Small towns have secrets, obviously, but sometimes’s it good to air them out.
The Old Place by Bobby Finger. G.P. Putnam’s Sons. pp.336. $27.
In many small-town communities, residents know very little about personal space. Billington, Texas (the setting of New York-based journalist and podcaster, Bobby Finger’s novel, The Old Place) is no different. Here, gossip keeps the metaphorical windmills powering daily life. But someone has been holding out on the people of Billington.
The novel spans the course of a week in August 2014, centering around the town church’s annual picnic. The town’s not-so-intimidating matriarch, Mary Alice Roth, is focused on who will favorably get to bring the picnic beans, and who she will punish by making 10-pounds of potato salad. Some people use threats, some people use peer pressure, but potato salad is the weapon of choice for Mary Alice—a feeble display of the puny power of a pitiable individual.
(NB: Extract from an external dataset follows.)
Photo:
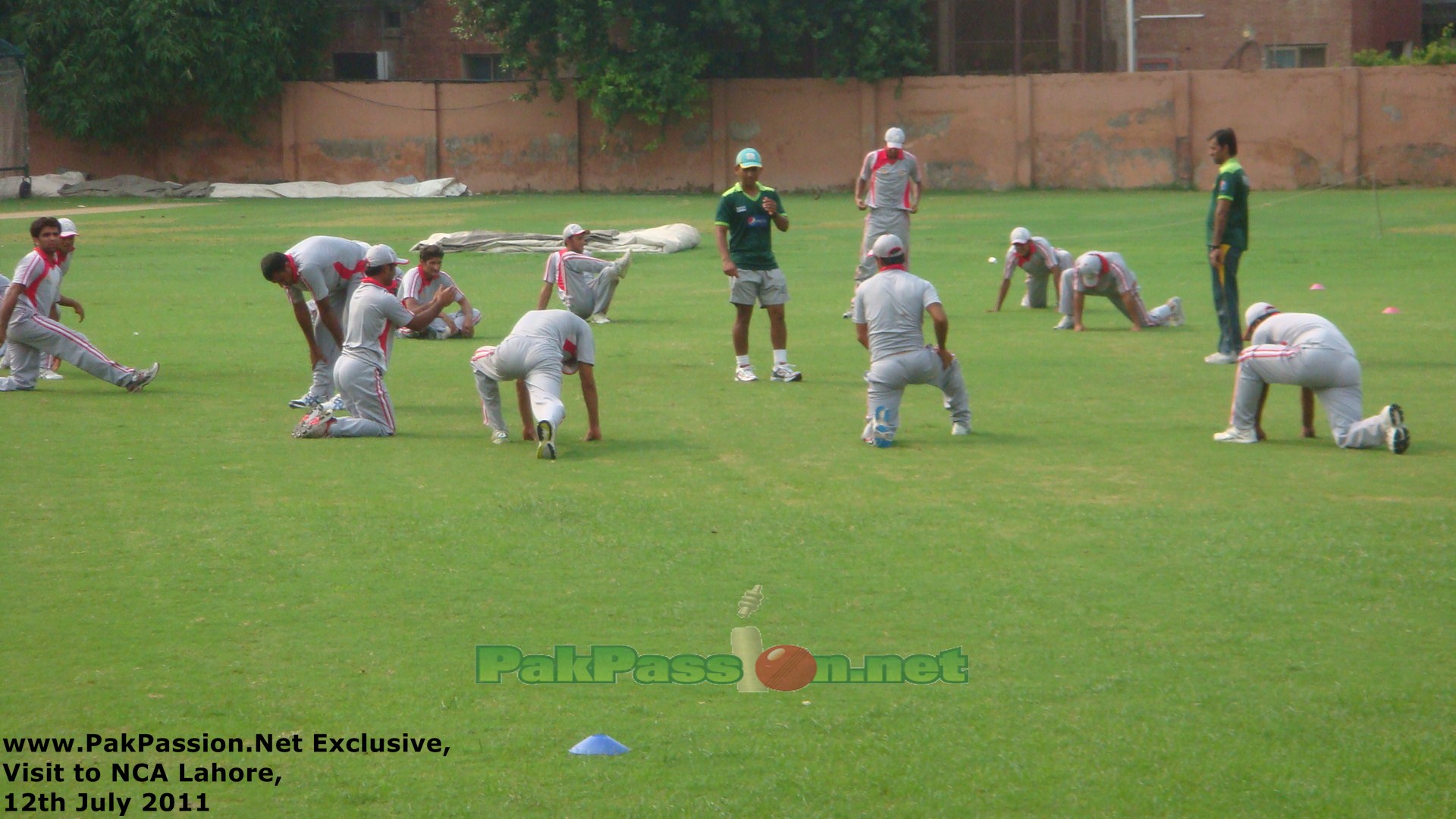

And the town allows this bluster and bullying. They know what’s behind it. Twenty-four years ago, Mary Alice’s husband drowned in a lake, and her son, Michael, mysteriously passed away shortly after his high school graduation in 2002. After their deaths, Mary Alice closed the door on these men’s lives, hoping no one in Billington would look too closely or dig too deeply. However, this year’s picnic is serving up more than beans and potato salad. Mary Alice’s past and present are about to collide, threatening her carefully crafted self-image. But is she ready to have the secrets she’s kept unlocked and unburied?
Finger masterfully handles the complexities between friends, family, and life in a small-town Billington. The Old Place—which is a family-inherited plot of land with a dark and rich past—is also a novel of rising tension that keeps readers interested in Mary Alice Roth’s journey. Finger’s novel is a web of threading secrets and relationships that slowly comes to light, untwisting themselves in a way that demonstrates the ultimate value of forgiveness and the power of unconditional love. Readers wander through The Old Place waiting for some storm to rumble and pour forth, but Finger delivers a finish that is as gentle as dancing in a light drizzle, the sun about to peek through.